Benchmarking: Superior Reasoning and Multilingual Capabilities
In head-to-head evaluations, Nemotron Nano 2 fashions excel:
Process/Bench | Nemotron-Nano-9B-v2 | Qwen3-8B | Gemma3-12B |
---|---|---|---|
MMLU (Common) | 74.5 | 76.4 | 73.6 |
MMLU-Professional (5-shot) | 59.4 | 56.3 | 45.1 |
GSM8K CoT (Math) | 91.4 | 84.0 | 74.5 |
MATH | 80.5 | 55.4 | 42.4 |
HumanEval+ | 58.5 | 57.6 | 36.7 |
RULER-128K (Lengthy Context) | 82.2 | – | 80.7 |
International-MMLU-Lite (Avg Multi) | 69.9 | 72.8 | 71.9 |
MGSM Multilingual Math (Avg) | 84.8 | 64.5 | 57.1 |
- Throughput (tokens/s/GPU) at 8k enter/16k output:
- Nemotron-Nano-9B-v2: as much as 6.3× Qwen3-8B in reasoning traces.
- Maintains as much as 128k-context with batch dimension=1—beforehand impractical on midrange GPUs.
Conclusion
NVIDIA’s Nemotron Nano 2 launch is a vital second for open LLM analysis: it redefines what’s potential on a single cost-effective GPU—each in velocity and context capability—whereas elevating the bar for knowledge transparency and reproducibility.
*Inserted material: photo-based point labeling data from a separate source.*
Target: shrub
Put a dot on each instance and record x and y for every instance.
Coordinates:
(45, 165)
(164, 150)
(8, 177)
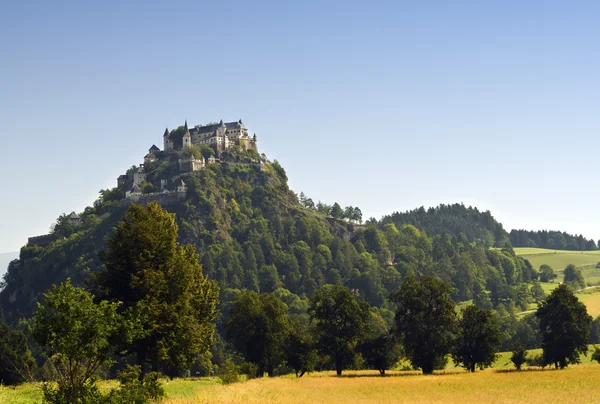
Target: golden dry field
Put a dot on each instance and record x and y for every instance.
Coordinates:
(578, 384)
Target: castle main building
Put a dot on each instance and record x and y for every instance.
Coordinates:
(219, 136)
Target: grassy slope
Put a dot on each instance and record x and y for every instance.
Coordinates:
(573, 385)
(367, 386)
(558, 260)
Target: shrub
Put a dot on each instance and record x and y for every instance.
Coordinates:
(134, 390)
(536, 360)
(519, 357)
(228, 372)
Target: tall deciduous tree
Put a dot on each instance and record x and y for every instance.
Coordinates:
(565, 327)
(160, 282)
(300, 349)
(340, 321)
(257, 327)
(478, 339)
(75, 333)
(573, 276)
(425, 320)
(381, 353)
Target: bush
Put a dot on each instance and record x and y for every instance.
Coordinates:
(228, 372)
(519, 357)
(536, 360)
(134, 390)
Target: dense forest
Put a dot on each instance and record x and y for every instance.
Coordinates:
(454, 219)
(555, 240)
(252, 232)
(274, 275)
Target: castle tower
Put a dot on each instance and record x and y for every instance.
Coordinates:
(166, 140)
(186, 141)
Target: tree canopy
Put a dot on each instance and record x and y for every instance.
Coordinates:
(340, 321)
(564, 326)
(425, 320)
(257, 327)
(478, 339)
(161, 283)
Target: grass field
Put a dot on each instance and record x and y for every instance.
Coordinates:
(500, 384)
(559, 259)
(577, 384)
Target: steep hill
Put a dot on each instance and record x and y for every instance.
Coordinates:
(454, 219)
(5, 259)
(251, 232)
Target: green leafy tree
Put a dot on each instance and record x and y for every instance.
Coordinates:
(564, 326)
(595, 331)
(596, 354)
(547, 273)
(160, 282)
(336, 211)
(519, 357)
(574, 277)
(340, 321)
(537, 292)
(300, 350)
(425, 320)
(16, 363)
(478, 339)
(382, 352)
(75, 333)
(257, 327)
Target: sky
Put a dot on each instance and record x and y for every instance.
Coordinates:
(383, 105)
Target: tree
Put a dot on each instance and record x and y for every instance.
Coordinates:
(160, 282)
(574, 277)
(75, 333)
(596, 354)
(478, 339)
(595, 331)
(564, 326)
(340, 321)
(323, 208)
(546, 273)
(537, 292)
(425, 320)
(381, 353)
(257, 327)
(336, 211)
(300, 349)
(519, 357)
(16, 363)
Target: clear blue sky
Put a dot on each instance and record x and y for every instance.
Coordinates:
(383, 105)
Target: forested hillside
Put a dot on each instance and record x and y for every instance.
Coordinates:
(454, 220)
(555, 240)
(252, 232)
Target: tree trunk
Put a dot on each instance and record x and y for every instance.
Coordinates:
(338, 366)
(141, 361)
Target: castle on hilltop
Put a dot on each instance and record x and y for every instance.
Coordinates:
(140, 183)
(220, 137)
(160, 178)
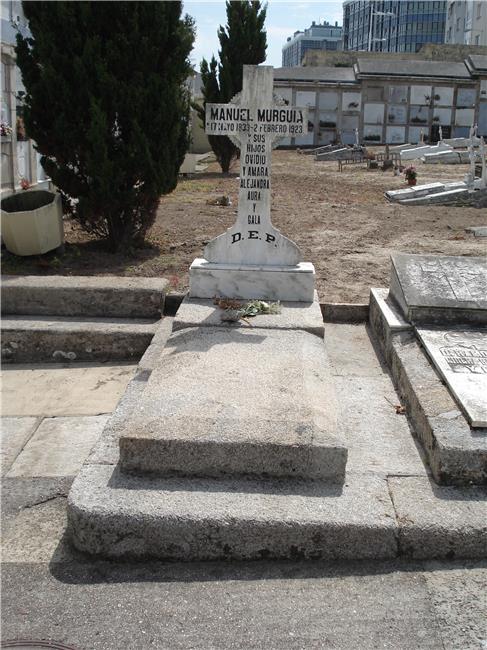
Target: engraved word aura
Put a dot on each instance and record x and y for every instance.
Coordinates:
(255, 123)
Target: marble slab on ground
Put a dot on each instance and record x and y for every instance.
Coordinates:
(439, 288)
(226, 401)
(116, 515)
(460, 356)
(58, 447)
(14, 434)
(418, 190)
(477, 231)
(199, 312)
(60, 389)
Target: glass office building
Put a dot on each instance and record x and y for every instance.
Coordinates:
(316, 37)
(392, 25)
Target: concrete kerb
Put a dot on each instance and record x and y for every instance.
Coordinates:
(39, 339)
(455, 455)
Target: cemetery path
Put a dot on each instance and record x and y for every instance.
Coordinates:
(341, 221)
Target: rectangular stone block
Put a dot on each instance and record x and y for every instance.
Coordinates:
(117, 515)
(460, 356)
(439, 521)
(294, 283)
(226, 401)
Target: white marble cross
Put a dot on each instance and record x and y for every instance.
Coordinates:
(255, 121)
(470, 177)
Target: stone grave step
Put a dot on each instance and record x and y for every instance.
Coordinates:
(438, 198)
(107, 297)
(233, 401)
(116, 515)
(27, 339)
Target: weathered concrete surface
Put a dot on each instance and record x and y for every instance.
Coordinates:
(237, 401)
(117, 515)
(456, 454)
(59, 446)
(386, 321)
(439, 521)
(108, 296)
(35, 339)
(79, 389)
(52, 592)
(34, 533)
(344, 312)
(379, 440)
(200, 312)
(379, 444)
(106, 451)
(453, 350)
(458, 600)
(15, 432)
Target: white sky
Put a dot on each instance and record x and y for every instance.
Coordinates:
(283, 19)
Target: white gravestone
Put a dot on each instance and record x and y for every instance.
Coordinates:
(252, 259)
(460, 356)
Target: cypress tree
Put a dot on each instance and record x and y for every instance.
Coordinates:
(107, 105)
(242, 41)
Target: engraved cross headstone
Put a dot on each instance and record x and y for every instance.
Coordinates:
(255, 121)
(470, 177)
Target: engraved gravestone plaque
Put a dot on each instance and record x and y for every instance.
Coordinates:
(440, 289)
(253, 259)
(255, 121)
(460, 356)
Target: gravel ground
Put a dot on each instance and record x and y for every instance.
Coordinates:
(341, 221)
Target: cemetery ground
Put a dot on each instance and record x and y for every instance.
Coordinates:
(340, 220)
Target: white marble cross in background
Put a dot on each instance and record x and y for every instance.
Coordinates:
(255, 121)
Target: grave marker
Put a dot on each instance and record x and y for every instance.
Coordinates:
(460, 356)
(245, 261)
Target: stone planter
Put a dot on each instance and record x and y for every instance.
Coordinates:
(32, 222)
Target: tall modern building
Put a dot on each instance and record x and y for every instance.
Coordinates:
(392, 25)
(466, 22)
(317, 37)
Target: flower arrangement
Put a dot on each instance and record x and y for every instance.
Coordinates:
(5, 129)
(410, 173)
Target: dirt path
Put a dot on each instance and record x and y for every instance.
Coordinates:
(341, 221)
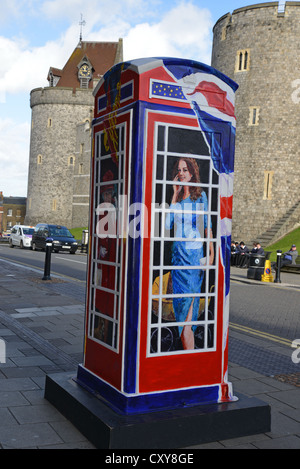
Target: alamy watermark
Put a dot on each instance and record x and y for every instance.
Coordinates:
(123, 221)
(2, 351)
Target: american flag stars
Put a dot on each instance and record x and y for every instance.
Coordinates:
(167, 91)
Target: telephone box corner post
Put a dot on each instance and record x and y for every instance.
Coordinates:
(47, 265)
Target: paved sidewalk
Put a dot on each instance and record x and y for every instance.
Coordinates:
(42, 324)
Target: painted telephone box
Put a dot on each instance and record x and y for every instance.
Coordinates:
(160, 231)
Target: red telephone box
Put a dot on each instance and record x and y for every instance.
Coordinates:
(160, 230)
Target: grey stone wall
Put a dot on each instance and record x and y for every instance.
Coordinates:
(56, 113)
(271, 84)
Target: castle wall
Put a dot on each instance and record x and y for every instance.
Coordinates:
(267, 166)
(56, 113)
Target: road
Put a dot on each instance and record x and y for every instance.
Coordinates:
(72, 266)
(255, 310)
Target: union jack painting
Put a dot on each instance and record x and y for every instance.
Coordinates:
(160, 229)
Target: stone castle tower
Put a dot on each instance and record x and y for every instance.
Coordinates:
(258, 47)
(60, 142)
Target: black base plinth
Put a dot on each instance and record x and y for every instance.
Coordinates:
(178, 428)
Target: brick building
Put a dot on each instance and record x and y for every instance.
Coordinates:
(60, 142)
(12, 212)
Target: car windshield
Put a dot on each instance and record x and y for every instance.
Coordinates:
(60, 232)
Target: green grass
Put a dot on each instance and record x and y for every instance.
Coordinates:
(77, 232)
(285, 243)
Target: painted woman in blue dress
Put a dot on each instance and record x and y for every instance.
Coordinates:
(187, 199)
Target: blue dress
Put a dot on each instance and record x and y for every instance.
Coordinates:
(187, 253)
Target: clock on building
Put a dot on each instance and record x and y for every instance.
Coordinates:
(85, 71)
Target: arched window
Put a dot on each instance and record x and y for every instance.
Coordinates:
(243, 61)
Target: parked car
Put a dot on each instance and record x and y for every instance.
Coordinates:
(21, 235)
(62, 239)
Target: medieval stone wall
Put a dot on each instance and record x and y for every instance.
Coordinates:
(258, 47)
(56, 114)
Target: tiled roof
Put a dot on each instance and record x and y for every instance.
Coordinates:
(101, 55)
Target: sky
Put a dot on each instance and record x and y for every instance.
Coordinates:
(37, 34)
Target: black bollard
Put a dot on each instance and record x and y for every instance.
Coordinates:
(278, 267)
(47, 261)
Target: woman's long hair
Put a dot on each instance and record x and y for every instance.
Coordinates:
(195, 191)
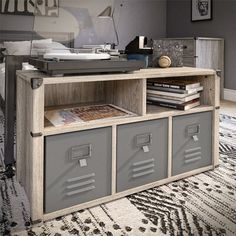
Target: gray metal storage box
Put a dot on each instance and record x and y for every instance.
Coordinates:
(141, 153)
(77, 168)
(192, 142)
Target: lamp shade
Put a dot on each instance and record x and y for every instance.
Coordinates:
(106, 13)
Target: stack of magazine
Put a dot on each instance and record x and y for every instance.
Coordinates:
(177, 93)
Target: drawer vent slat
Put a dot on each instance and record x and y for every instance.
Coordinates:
(193, 150)
(192, 155)
(192, 160)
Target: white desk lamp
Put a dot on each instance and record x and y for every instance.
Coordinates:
(108, 13)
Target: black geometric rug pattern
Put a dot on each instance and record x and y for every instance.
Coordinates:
(204, 204)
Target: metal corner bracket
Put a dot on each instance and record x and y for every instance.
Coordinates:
(36, 82)
(34, 135)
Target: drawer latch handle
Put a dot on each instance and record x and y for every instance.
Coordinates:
(80, 153)
(143, 141)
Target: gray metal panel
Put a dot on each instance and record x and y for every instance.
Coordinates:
(77, 168)
(136, 167)
(192, 142)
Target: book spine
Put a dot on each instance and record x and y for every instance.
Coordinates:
(183, 87)
(167, 89)
(166, 104)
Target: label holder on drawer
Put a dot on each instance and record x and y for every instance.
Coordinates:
(143, 141)
(80, 152)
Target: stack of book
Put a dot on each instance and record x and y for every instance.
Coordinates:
(177, 93)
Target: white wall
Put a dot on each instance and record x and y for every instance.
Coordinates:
(135, 17)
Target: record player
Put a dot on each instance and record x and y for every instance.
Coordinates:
(79, 62)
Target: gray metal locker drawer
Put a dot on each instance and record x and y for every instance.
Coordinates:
(189, 61)
(192, 142)
(77, 168)
(141, 153)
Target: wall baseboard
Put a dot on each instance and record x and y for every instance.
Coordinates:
(230, 95)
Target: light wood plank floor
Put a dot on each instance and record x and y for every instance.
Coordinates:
(228, 108)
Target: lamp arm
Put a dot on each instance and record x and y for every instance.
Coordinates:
(116, 33)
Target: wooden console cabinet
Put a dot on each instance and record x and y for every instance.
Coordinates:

Its hybrid structure, throughput supremacy, and high-quality open datasets are set to speed up innovation throughout the AI ecosystem.
Take a look at the Technical Details, Paper and Models on Hugging Face. Be happy to take a look at our GitHub Page for Tutorials, Codes and Notebooks. Additionally, be at liberty to observe us on Twitter and don’t neglect to affix our 100k+ ML SubReddit and Subscribe to our Newsletter.
The put up NVIDIA AI Releases Nemotron Nano 2 AI Models: A Production-Ready Enterprise AI Model Family and 6x Faster than Similar Sized Model appeared first on MarkTechPost.